The first time the name Ermenulfo Torrechiavenna appears in a written document is the hour of his christening. In an ancient ledger, preserved in Holy Mother Church’s archives at Bellinzona, county of Grisons, one reads that Ermenulfo Torrechiavenna was born and baptized in the Year of Grace Eight-Hundred-and-Fifty in an Alpine hamlet no one has ever heard of. The names of mother and father are faded. No siblings are known, nor did any man or woman ever come forward claiming kinship. From birth, the future Lord of Grisons was unique.

The second time the name appears is in a bailiff’s report, complete with Royal Seal, in a matter of purported kidnapping and rape.
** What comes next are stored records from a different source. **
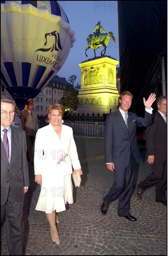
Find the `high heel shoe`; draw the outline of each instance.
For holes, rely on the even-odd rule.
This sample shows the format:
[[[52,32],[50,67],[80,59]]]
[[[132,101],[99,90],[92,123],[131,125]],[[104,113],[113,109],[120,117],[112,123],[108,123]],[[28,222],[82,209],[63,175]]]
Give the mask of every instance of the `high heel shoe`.
[[[60,240],[59,240],[59,239],[53,239],[52,237],[52,231],[51,230],[50,230],[50,232],[51,232],[51,235],[52,236],[52,241],[54,242],[54,243],[56,243],[56,244],[58,244],[58,245],[59,245],[60,244]]]

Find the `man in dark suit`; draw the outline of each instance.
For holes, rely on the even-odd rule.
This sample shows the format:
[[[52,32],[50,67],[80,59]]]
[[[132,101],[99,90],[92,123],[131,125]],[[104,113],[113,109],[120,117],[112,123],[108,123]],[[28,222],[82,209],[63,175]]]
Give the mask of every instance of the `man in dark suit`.
[[[165,191],[167,175],[167,97],[156,101],[158,111],[152,125],[146,130],[147,162],[152,164],[152,173],[138,185],[138,198],[142,199],[145,190],[155,186],[155,200],[167,205]]]
[[[136,126],[147,126],[152,123],[151,108],[156,98],[151,94],[146,101],[144,118],[128,112],[131,105],[133,95],[128,91],[119,97],[120,108],[109,114],[105,125],[105,157],[107,168],[114,171],[114,184],[104,197],[101,206],[102,214],[106,214],[111,202],[119,198],[118,215],[129,221],[136,219],[129,213],[129,199],[134,180],[134,163],[140,162],[136,138]]]
[[[29,159],[33,165],[34,142],[39,126],[37,113],[33,110],[33,101],[28,101],[26,106],[27,110],[21,113],[21,122],[22,129],[26,132]]]
[[[23,209],[29,186],[25,132],[10,125],[15,102],[1,97],[1,222],[6,222],[10,255],[22,255],[24,247]]]

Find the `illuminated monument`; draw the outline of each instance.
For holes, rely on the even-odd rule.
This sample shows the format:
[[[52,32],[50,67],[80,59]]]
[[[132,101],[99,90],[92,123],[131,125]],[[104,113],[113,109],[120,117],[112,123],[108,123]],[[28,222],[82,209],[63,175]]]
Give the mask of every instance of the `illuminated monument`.
[[[86,57],[87,50],[92,48],[95,58],[79,64],[81,68],[81,82],[77,113],[80,114],[109,114],[110,109],[111,112],[116,110],[118,104],[116,70],[119,61],[110,56],[104,56],[110,39],[114,42],[116,40],[112,32],[101,34],[100,30],[104,31],[98,21],[94,30],[94,35],[90,34],[87,39]],[[104,47],[101,57],[96,57],[96,50],[101,46]]]

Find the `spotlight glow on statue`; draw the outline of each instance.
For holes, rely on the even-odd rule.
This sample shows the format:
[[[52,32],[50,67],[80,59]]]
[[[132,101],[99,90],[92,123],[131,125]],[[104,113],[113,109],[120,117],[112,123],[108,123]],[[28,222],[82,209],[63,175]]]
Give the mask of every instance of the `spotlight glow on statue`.
[[[1,1],[1,82],[21,110],[61,68],[75,33],[57,1]]]

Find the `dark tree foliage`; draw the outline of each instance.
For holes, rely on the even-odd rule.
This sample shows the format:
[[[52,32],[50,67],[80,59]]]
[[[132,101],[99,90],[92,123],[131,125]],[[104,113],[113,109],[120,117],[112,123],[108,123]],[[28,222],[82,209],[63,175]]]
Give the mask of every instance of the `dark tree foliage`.
[[[77,76],[72,74],[68,79],[68,84],[66,85],[66,90],[63,94],[60,103],[65,108],[72,108],[74,112],[78,108],[78,95],[80,89],[80,85],[78,83],[75,85]]]

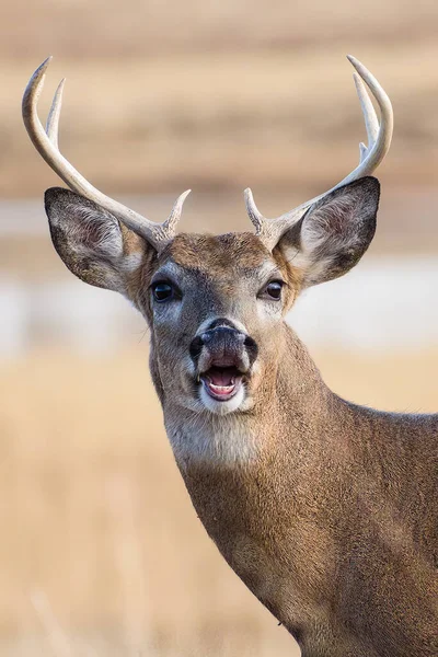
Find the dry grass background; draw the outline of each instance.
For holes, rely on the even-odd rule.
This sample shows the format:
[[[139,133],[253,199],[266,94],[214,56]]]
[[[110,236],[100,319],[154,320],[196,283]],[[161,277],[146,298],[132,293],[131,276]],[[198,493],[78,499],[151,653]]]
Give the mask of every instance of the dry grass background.
[[[59,184],[20,116],[24,84],[48,54],[42,115],[66,76],[61,147],[81,172],[115,195],[160,193],[132,204],[157,220],[193,187],[184,228],[223,231],[247,226],[246,185],[274,215],[356,164],[364,127],[344,57],[353,53],[395,110],[373,247],[438,253],[437,28],[435,0],[8,3],[0,228],[23,221],[4,199]],[[21,235],[0,231],[0,279],[67,276],[48,235],[26,234],[31,218],[44,221],[38,207],[28,206]],[[298,655],[192,509],[162,429],[146,341],[99,359],[43,349],[34,337],[31,351],[0,362],[0,654]],[[348,399],[437,410],[434,345],[315,357]]]
[[[315,358],[349,399],[436,410],[437,350]],[[0,367],[0,397],[2,654],[296,654],[196,518],[146,345],[103,360],[37,350]]]

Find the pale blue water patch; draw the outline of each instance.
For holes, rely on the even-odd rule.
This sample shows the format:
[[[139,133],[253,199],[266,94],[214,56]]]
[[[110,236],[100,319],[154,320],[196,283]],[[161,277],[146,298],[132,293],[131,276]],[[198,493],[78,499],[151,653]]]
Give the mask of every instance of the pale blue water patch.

The document, exemplary in its brevity, yet manages to reveal much valuable information about the Count’s earliest years. Accusations of brutality, plunder and defilement -- all false, as the Royal Keeper of the Peace goes on to prove -- circulated amongst those of the Italian warlords who sought and used any means possible, honest or vile, to heap discredit on the name of Torrechiavenna. It was the occasion of the Count’s marriage that elicited incredulity, even stupefaction and -- eventually -- slander. For in the Year of Grace Eight-Hundred-Seven-and-Sixty, Ermenulfo met his lady love : Nest, a maid of great beauty, kindness and wise economy, who was of Welsh extraction.

It is no difficult matter to imagine the sensation this event caused in Grisons. Nine persons out of ten had never heard of, let alone seen, such a wonder as a Welsh maid. More astonishing still, Nest was daughter to His Grace the King of Powys.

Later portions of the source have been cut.